Vollmer subsequently moved to Czechoslovakia, to join the Skoda company for whom he designed a wheel/track light tank, the KH-50 (Kolo-Housenka). This design had roadwheels mounted on the drive sprockets and jockey wheels behind them to support the tracks. Despite impressive specifications for the period - 13 mm armour, 37 mm turret-mounted armament, and a 50 hp engine capable of driving the tank at 8 mph (on tracks) and 22 mph (on wheels) - it was rejected by the Czech army.
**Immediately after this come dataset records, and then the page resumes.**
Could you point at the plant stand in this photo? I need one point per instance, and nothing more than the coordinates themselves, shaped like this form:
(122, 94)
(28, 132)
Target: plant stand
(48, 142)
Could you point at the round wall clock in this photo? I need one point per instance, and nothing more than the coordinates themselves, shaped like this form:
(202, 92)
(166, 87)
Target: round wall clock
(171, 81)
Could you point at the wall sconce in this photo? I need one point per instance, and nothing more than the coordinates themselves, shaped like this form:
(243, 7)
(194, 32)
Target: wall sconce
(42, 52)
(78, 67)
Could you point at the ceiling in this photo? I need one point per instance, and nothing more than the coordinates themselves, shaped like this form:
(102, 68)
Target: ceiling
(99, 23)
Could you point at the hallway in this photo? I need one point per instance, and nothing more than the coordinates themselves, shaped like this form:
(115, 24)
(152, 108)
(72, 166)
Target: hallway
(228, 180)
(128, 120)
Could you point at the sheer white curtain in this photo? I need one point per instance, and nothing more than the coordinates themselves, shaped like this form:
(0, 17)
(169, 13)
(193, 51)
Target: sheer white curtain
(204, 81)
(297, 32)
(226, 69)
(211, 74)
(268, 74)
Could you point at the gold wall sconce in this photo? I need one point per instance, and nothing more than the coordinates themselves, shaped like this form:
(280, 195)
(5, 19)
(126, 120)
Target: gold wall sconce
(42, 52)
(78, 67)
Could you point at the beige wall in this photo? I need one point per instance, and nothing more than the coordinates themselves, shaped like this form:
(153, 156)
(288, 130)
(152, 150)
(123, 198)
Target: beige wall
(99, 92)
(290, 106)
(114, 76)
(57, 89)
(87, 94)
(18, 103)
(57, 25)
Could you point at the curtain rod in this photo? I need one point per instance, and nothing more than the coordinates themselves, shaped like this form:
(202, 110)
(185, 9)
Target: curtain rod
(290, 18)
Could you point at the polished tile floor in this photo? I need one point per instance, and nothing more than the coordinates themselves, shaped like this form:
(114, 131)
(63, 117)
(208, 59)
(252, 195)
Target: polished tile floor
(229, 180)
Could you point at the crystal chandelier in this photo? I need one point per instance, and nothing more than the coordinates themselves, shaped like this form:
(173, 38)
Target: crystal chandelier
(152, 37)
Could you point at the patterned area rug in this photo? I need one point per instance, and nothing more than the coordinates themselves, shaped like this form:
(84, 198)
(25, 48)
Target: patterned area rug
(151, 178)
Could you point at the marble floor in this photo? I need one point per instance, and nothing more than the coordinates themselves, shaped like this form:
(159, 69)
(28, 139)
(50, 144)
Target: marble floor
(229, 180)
The army was, however, impressed by the hybrid wheel/track concept and commissioned further studies, which resulted in the KH-60 (1928–29) and the KH-70 (1930). In these two designs the engine power was increased to 60 hp and 70 hp respectively and a better system was developed for switching between track and wheel use which allowed a change in less than 10 minutes.

2 KH-50 prototypes were built, one of which was later converted to a KH-60 and the other scrapped. Actual production included 2 KH-60s to the USSR and 1 KH-70 to Italy. The wheel-on-track concept was finally abandoned in 1934.

During the course of his career Vollmer was granted 450 German and foreign patents. His life's work was honored by being awarded the Bundesverdienstkreuz (Federal Cross of Merit).

Joseph Vollmer died after delivering a lecture in the Volkswagen factory in Brunswick on 9 October 1955.

In 2005 his hometown of Baden-Baden dedicated a bridge to him. The Joseph Vollmer Bridge is located between Europastraße/B500 and Schwarzwaldstraße. He had previously had a street in Ortenberg named after him: Joseph-Vollmer-Strasse.